Cette décision intervient à un moment délicat pour Volkswagen. Les ventes reculent en Chine, les coûts restent élevés en Allemagne et plusieurs usines européennes tournent en dessous de leurs capacités. Dans le même temps, la concurrence des constructeurs chinois, à l’image de BYD, s’intensifie.

L’ampleur du plan est considérable. Ces 50.000 postes représentent environ 8 % des effectifs mondiaux recensés à la fin de l’an dernier. Il n’est toutefois pas encore acquis que l’ensemble de ces emplois soient effectivement supprimés.

Volkswagen veut réduire fortement ses coûts

Le comité d’entreprise souligne que ces 50.000 postes ne constituent pas un objectif ferme de suppressions d’emplois. Il s’agit d’un scénario de planification destiné à permettre à Volkswagen d’atteindre ses objectifs financiers pour 2030. Conformément aux accords en vigueur, les licenciements contraints restent en tout état de cause exclus jusqu’à la fin de 2030.

Le groupe vise à cette échéance une marge opérationnelle de 9 % et des ventes annuelles d’environ neuf millions de véhicules.

Les investissements seront également revus à la baisse. Entre 2027 et 2031, Volkswagen prévoit de consacrer environ 135 milliards d’euros aux investissements, à la recherche et au développement. C’est 16 % de moins que ce qui avait été convenu l’an dernier. Le groupe entend concentrer ses ressources sur les marques et les modèles les plus rentables.
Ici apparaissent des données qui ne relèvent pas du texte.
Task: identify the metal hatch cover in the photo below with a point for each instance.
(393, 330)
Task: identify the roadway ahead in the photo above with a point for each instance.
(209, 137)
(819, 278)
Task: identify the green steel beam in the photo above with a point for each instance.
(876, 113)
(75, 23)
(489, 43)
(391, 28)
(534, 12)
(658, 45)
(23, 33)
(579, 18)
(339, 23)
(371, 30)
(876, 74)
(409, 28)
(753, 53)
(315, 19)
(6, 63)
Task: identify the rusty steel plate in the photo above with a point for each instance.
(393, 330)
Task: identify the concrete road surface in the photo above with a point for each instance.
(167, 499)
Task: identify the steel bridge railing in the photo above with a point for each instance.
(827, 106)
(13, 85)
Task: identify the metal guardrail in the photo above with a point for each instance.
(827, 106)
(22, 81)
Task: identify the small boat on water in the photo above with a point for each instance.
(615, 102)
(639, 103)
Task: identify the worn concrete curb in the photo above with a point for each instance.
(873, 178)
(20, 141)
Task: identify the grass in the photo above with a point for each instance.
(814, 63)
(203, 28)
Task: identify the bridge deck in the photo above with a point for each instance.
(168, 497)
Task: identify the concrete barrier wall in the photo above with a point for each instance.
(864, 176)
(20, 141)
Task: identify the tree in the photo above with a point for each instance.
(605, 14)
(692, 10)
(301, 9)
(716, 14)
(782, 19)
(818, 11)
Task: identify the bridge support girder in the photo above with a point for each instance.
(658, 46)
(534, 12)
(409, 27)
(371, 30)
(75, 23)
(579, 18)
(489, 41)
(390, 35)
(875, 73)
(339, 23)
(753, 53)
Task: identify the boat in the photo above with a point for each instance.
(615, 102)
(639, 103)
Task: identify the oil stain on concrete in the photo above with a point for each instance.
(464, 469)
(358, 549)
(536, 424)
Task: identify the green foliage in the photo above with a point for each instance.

Les investisseurs ont accueilli favorablement ces annonces. L’action Volkswagen a gagné environ 9 % jeudi, sa plus forte hausse depuis mars 2023.

La concurrence chinoise accentue la pression sur Volkswagen

Volkswagen subit une pression croissante de la part des constructeurs chinois. Des groupes comme BYD se développent rapidement en Europe, tandis que Volkswagen voit dans le même temps ses ventes et ses parts de marché en Chine sous tension.

À cela s’ajoute la nécessité, pour le constructeur allemand, de continuer à investir des milliards dans les voitures électriques, les batteries et les logiciels. Entre coûts élevés et capacités de production excédentaires, il devient de plus en plus difficile de concilier ces investissements avec la taille actuelle du groupe.

Les analystes de Citigroup voient donc dans cette réorganisation une étape importante. Selon eux, elle donnera à Volkswagen davantage de marge de manœuvre pour investir dans les marques et les modèles offrant les meilleurs rendements.

L’influente famille Porsche-Piëch, qui contrôle la majorité des droits de vote de Volkswagen via Porsche SE, pousse elle aussi à accélérer les mesures. Les résultats décevants pèsent en effet également sur les revenus tirés des dividendes.